Jay Bosamiya works on his computer in the Gates Hillman building on Carnegie Mellon's Pittsburgh campus

Jay Bosamiya, a Ph.D. student in Carnegie Mellon's Computer Science Department (CSD), works on his laptop at the Gates Hillman Complex.

"This is code downloaded from the internet. Are you sure you want to run it?"

In today's computer programming landscape, developers often face the challenge of safely using untrusted code. Libraries and frameworks, for example, help coders skip large amounts of tedious and duplicative work, but using code from unverified sources can become hazardous without the right safeguards in place.

In the worst cases, untrusted code can deplete system resources, lead to data breaches, affect system integrity, and even create vulnerabilities that allow outsiders to use machines for illegal activity.

Over the past several years, Jay Bosamiya, a Ph.D. student in Carnegie Mellon's Computer Science Department (CSD), along with his advisor Bryan Parno, a professor in CSD and the Department of Electrical and Computer Engineering (ECE), have been working to find ways to eliminate the threats associated with untrusted code.

In their recent award-winning paper, “Provably-Safe Multilingual Software Sandboxing using WebAssembly,” Bosamiya, Parno, and Wen Shih Lim, a master’s student in the School of Computer Science, observed that WebAssembly (Wasm) is ideally positioned to safely execute untrusted code as it promises safety and performance while serving as a compiler target for many high-level languages. However, the group notes its promises are only as strong as its implementation.

Jay Bosamiya works on his computer in the Gates Hillman building on Carnegie Mellon's Pittsburgh campus

"Security-critical bugs are found regularly in various implementations”, says Bosamiya, “Writing a high-performance compiler is already hard, and compilers from Wasm need to protect even against adversarial inputs, which makes it even harder.” 

To address this issue, the group has developed two distinct approaches for safely executing Wasm code via provably-safe software sandboxing—a technique that confines the impact of any bugs or malice in the untrusted code, preventing it from harming code or data in its environment.

The first, vWasm, achieves provably-safe sandboxing by drawing on traditional formal methods to produce mathematical, machine-checked safety proofs. In contrast to traditional formally verified compilers that have focused on proving that correct input code is faithfully compiled to equivalent output code, vWasm ensures that all input code, regardless of correctness or even malice, is compiled to safely sandboxed code.

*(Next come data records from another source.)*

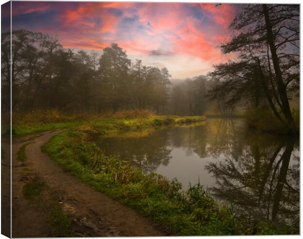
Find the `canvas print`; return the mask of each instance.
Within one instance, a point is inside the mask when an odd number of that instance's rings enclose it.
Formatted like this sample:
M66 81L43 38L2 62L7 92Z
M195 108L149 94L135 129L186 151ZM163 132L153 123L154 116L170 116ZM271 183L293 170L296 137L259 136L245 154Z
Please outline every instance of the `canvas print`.
M3 235L300 234L299 4L1 11Z

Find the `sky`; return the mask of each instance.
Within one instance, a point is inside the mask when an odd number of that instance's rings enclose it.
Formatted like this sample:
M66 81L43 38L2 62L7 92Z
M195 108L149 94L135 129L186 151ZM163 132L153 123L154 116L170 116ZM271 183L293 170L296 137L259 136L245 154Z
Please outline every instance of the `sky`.
M102 53L116 43L129 58L167 67L173 78L205 74L227 60L218 46L228 40L235 4L13 1L13 29L57 35L64 47ZM2 22L9 15L1 11ZM5 30L3 25L2 31Z

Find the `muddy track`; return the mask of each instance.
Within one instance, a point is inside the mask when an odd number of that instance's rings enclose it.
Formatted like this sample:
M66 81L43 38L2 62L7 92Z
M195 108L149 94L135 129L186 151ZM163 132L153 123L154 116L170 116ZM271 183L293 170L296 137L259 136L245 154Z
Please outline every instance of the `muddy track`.
M65 213L72 219L78 237L161 236L167 234L148 219L65 172L41 150L41 146L62 130L47 132L19 139L13 143L12 162L13 237L49 237L49 221L43 210L25 199L24 182L30 177L40 177L53 195L62 203ZM20 147L25 149L27 160L17 159Z

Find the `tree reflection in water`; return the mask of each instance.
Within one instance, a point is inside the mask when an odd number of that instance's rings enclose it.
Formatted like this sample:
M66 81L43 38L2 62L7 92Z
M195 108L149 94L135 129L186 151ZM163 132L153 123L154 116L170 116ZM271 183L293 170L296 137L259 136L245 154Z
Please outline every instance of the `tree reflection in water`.
M225 159L205 167L216 179L210 189L213 194L232 202L247 224L259 219L298 227L300 163L293 153L298 150L298 139L247 131L239 141L233 123L222 123L224 127L218 128L216 136L222 140L214 142L225 142ZM216 155L215 149L220 148L215 143L210 148ZM292 157L295 162L290 165Z
M156 131L143 137L102 138L97 143L107 155L118 155L147 173L156 171L161 164L168 164L172 148L167 140L165 132Z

After a few years of working on vWasm, Bosamiya came up with an idea that changed the way he and Parno had been looking at the problem. Over the course of just a few weeks, he prototyped the first provably-safe sandboxing compiler with competitive run-time performance, rWasm.

Leveraging Rust, a systems programming language with a strong focus on performance, reliability and safety, rWasm turns low-level Wasm code into a higher-level safe Rust code, enabling safe sandboxing without the tedium of writing formal proofs.

“In the past, there has often seemed to be a tension between safety and performance,” says Bosamiya, “with rWasm, you no longer have to pick between the two.”

vWasm and rWasm are open-sourced, providing others the ability to use, inspect, and build upon each. Bosamiya hopes computer programmers and researchers worldwide will use them to improve the security of software systems over time.

"Provably-Safe Multilingual Software Sandboxing using WebAssembly" earned both a USENIX Distinguished Paper Award and the 2nd place prize in the 2022 Internet Defense Prize Competition at the 31st USENIX Security Symposium.